Rounding the final curve, Cubiak anticipated a grand edifice. Instead, he pulled up to a contemporary, single-story structure at odds with his notion of a home fit for a dowager. He checked the GPS to make sure that he was in the right place. Perhaps another Malcaster lived in the area and he had gone to the wrong address. He hadn’t met Regina Malcaster, but he found it difficult to imagine a woman of her age and pedigree residing in the sleek, glass and wood house that stood before him. Surrounded by towering trees, it appeared both fragile and exposed. The chauffeur-driven Rolls was nowhere in sight.
As the sheriff approached, the door swung open to a tall, silver-haired woman dressed in black slacks and turtleneck. She wore no jewelry or makeup, but there was steel in her regal posture and confidence in the way she extended her hand.
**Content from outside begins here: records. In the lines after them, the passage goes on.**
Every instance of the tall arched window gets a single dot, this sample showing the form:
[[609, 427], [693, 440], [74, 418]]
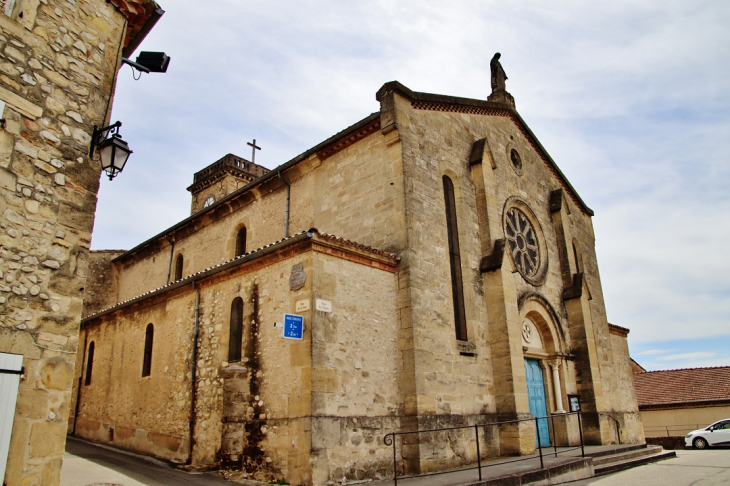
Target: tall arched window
[[241, 242], [578, 258], [178, 267], [457, 291], [89, 363], [147, 361], [236, 330]]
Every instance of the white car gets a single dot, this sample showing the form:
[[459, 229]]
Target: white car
[[716, 434]]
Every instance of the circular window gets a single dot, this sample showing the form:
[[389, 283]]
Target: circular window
[[524, 245], [514, 156]]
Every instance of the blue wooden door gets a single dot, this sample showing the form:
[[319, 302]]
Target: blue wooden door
[[536, 396]]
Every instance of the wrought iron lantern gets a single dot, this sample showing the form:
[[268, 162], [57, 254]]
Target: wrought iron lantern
[[113, 150]]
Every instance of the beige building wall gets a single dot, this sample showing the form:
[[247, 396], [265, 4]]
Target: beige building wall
[[282, 403], [58, 62], [352, 194], [387, 358]]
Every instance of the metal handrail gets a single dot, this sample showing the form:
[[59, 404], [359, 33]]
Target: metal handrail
[[389, 440]]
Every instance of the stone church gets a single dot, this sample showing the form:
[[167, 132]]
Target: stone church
[[429, 266]]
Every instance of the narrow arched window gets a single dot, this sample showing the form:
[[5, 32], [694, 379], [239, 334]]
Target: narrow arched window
[[236, 330], [178, 267], [89, 363], [457, 291], [147, 361], [241, 242], [578, 259]]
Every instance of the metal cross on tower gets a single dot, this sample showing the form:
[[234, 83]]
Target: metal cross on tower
[[254, 148]]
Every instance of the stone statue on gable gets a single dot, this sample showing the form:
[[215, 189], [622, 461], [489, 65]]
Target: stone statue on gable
[[499, 92]]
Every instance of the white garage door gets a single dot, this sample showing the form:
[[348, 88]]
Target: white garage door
[[10, 371]]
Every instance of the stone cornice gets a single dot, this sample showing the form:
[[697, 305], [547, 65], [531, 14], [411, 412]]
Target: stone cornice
[[350, 139], [299, 243], [273, 174], [455, 104]]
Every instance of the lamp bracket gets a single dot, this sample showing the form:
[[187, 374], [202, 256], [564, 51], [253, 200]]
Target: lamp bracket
[[101, 134]]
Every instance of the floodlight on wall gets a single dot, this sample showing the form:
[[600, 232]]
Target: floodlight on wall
[[113, 150], [149, 62]]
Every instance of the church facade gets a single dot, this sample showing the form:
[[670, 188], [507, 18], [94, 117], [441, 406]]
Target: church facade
[[443, 269]]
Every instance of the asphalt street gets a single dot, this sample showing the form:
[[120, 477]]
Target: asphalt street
[[690, 467], [86, 464]]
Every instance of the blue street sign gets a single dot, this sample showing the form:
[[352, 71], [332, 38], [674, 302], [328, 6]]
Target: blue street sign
[[293, 326]]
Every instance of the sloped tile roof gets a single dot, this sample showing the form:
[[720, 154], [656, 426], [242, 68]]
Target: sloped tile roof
[[311, 233], [683, 385]]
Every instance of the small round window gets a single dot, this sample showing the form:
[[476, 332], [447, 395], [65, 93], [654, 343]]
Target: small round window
[[514, 156]]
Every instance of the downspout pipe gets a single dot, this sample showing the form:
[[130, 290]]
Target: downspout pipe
[[172, 252], [194, 368], [288, 198], [84, 364]]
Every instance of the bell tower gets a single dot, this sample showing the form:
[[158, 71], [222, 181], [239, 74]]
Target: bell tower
[[221, 178]]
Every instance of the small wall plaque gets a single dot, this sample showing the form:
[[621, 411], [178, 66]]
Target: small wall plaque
[[293, 327], [574, 401], [302, 305], [297, 277], [324, 305]]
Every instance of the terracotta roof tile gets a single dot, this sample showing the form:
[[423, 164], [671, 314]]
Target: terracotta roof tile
[[683, 385]]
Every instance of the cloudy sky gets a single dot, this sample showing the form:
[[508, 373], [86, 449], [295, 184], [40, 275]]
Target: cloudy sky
[[631, 98]]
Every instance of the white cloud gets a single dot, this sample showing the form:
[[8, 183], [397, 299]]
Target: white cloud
[[687, 356], [651, 352]]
“Regina Malcaster,” she said, her tone imperious. “Good of you to come so soon.”
Only then, at this hint of the purpose for his visit, did Cubiak notice the strain in her face and the faint redness that rimmed her intense blue eyes.
“Very kind of Cate, as well.” She started to say something else, but then she stopped and exhaled a puff of warm air that condensed into a small cloud and instantly vanished. Wordlessly, the dowager stepped back and let the sheriff pass. In the foyer, she pointed to a row of brass hooks on a brick wall. A plain wool coat hung from one. A silk scarf from another. He added his clunky parka to the collection.
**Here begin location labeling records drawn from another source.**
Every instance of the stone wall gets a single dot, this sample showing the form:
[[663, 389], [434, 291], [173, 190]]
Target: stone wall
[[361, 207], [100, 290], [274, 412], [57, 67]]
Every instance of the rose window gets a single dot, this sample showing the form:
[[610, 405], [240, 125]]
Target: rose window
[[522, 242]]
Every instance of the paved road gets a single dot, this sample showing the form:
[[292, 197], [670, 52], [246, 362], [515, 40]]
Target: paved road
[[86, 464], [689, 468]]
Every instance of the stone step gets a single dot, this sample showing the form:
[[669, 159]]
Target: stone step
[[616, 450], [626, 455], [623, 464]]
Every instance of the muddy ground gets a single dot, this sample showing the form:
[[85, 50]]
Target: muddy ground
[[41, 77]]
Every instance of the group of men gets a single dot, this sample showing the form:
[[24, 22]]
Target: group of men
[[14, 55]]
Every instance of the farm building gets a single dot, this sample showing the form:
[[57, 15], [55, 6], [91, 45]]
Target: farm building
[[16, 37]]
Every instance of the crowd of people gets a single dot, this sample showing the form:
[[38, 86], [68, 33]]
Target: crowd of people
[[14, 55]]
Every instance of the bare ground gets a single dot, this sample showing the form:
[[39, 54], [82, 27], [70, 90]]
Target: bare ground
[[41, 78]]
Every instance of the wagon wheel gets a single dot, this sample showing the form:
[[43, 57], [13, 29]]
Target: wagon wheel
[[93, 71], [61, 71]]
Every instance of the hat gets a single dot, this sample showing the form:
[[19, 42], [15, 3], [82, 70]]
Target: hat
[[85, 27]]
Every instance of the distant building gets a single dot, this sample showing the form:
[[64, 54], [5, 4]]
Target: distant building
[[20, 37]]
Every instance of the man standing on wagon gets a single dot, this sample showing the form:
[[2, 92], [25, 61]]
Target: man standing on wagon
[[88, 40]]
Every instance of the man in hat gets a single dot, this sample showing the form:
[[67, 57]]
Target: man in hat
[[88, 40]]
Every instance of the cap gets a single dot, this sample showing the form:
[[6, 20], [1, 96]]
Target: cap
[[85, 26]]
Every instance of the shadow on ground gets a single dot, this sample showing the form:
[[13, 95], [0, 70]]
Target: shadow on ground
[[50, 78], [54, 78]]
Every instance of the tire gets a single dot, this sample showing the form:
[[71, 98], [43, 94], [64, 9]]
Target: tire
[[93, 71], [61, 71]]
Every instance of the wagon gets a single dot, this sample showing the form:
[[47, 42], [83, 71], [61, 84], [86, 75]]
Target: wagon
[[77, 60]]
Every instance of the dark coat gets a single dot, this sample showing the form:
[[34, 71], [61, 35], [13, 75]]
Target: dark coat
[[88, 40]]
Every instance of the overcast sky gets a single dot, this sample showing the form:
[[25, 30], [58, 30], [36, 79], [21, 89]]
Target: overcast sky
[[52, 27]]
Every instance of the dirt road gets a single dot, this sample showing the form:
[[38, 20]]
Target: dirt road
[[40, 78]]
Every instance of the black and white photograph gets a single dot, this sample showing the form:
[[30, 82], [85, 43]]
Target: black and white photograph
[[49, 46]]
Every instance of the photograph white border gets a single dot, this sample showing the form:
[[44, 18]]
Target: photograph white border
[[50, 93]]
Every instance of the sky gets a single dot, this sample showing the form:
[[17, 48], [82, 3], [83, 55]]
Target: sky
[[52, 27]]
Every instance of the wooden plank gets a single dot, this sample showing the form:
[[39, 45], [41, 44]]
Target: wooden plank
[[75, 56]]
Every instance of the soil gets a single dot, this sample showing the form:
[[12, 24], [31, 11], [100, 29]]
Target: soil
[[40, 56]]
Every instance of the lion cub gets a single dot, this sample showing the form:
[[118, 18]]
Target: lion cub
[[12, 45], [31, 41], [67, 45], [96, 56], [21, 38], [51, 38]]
Leaning on a cane that seemed to materialize from thin air, Regina led him through the wide entrance hall and into the house.
“Not what you expected, is it?” she said as they entered the living room, an indoor field of pale wood flooring, soft colors and light, and simple furniture heaped with pillows.
An awkward moment passed before Cubiak realized that she was referring to the house, either from a need to make polite small talk with her guest or a wish to delay the inevitable.
“It doesn’t go with the car,” he said.
“I suppose not,” she said as she strode forward. “But then the grand old manse burned, and the Rolls kept rolling along. I appreciated the sedan for its roominess and ready accessibility—easy for me to get in and out of, a consideration in one’s advancing age—so I kept it despite the absurd cost of repairs and maintenance. Do you know cars, Sheriff?”
“Not especially.”
“I imagine that there’s no reason you should. Like the car, the old house had its finer features, and I could have replaced it with a clone or something in the same vein, which is what people expected, but stairs had become the bane of my existence and the curlicues did nothing but collect dust, hence this.” The dowager swung the cane like a pendulum, aiming it first at one glass wall and then the other.
“I told my architect that my time was limited and that as long as I was still on this earth, I wanted to be as close to nature as possible without having to endure any discomfort. The house is a tribute to her talent, not mine. I merely signed the checks.”